The wider burden on security teams is also increasing. Some 82% of respondents said their organisations are dedicating significantly more effort to AI security initiatives, and 77% said they now conduct regular security assessments and pentests for AI-powered products, an 11-point rise from the previous year.

Attack vectors

Among organisations that had experienced confirmed AI-related security incidents, the research identified a range of attack paths rather than a single dominant weakness. Shadow AI was cited in 44% of incidents, followed by data or model poisoning and improper output handling, both at 41%.

Supply chain vulnerabilities accounted for 35% of incidents and prompt injection for 34%, rounding out the top five categories. The mix underlines how AI security concerns extend beyond model behaviour to employee use of unapproved tools, third-party dependencies and the way applications process model outputs.

Even so, the report suggests organisations are not yet matching that threat picture with larger investments in human-led testing. While 60% of respondents said they need stronger LLM testing, only 42% said they plan to increase human-led red-team operations.

That gap may prove significant as companies weigh how to test systems that can behave unpredictably in production and be manipulated through prompts, training data or integration layers. Automated scanners can identify known patterns, but the findings suggest many teams still need specialist testers to probe how AI applications behave in real-world settings.

The survey covered cybersecurity professionals working across software development, healthcare, financial and insurance services, information services and other sectors. Participants included both an externally recruited cohort and a small sample of Cobalt customers.

Comparative data came from separate surveys in 2025 and 2026 conducted by Emerald Research on Cobalt's behalf. The earlier study polled 450 security professionals and was split evenly between leadership roles and technical practitioners.
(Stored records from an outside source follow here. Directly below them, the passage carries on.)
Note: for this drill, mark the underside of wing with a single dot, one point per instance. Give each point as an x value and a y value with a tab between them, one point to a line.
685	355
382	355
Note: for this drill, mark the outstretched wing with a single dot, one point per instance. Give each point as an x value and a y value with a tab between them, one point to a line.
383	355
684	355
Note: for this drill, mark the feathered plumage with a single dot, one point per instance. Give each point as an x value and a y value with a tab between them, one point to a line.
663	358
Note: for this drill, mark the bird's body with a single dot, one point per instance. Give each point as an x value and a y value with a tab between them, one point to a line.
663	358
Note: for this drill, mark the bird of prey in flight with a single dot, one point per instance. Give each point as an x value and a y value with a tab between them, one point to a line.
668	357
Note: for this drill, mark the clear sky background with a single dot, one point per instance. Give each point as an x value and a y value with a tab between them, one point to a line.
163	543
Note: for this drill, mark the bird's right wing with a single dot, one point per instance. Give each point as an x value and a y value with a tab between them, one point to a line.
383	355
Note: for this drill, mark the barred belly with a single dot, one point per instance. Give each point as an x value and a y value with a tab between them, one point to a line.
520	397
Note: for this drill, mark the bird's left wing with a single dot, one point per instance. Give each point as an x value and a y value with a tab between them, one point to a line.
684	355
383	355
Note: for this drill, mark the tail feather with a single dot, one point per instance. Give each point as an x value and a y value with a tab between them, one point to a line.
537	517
Andrew Obadiaru, Chief Information Security Officer at Cobalt, said the rise of more advanced automated systems would not remove the need for skilled human testers. "While the industry is rightfully excited about the potential of Mythos-class tools, unguided algorithms are inherently prone to returning even more false positives and costly false negatives than the automated scanners we have today," he said.

He said the structure of AI applications remains a central challenge for machine-only approaches. "LLM vulnerabilities are deeply context-dependent and invisible to tools that lack an architectural understanding of the application. To close the validation gap, automation should be deployed exactly where it excels, but elite human expertise remains foundational to uncovering and remediating the most complex business logic risks," Obadiaru said.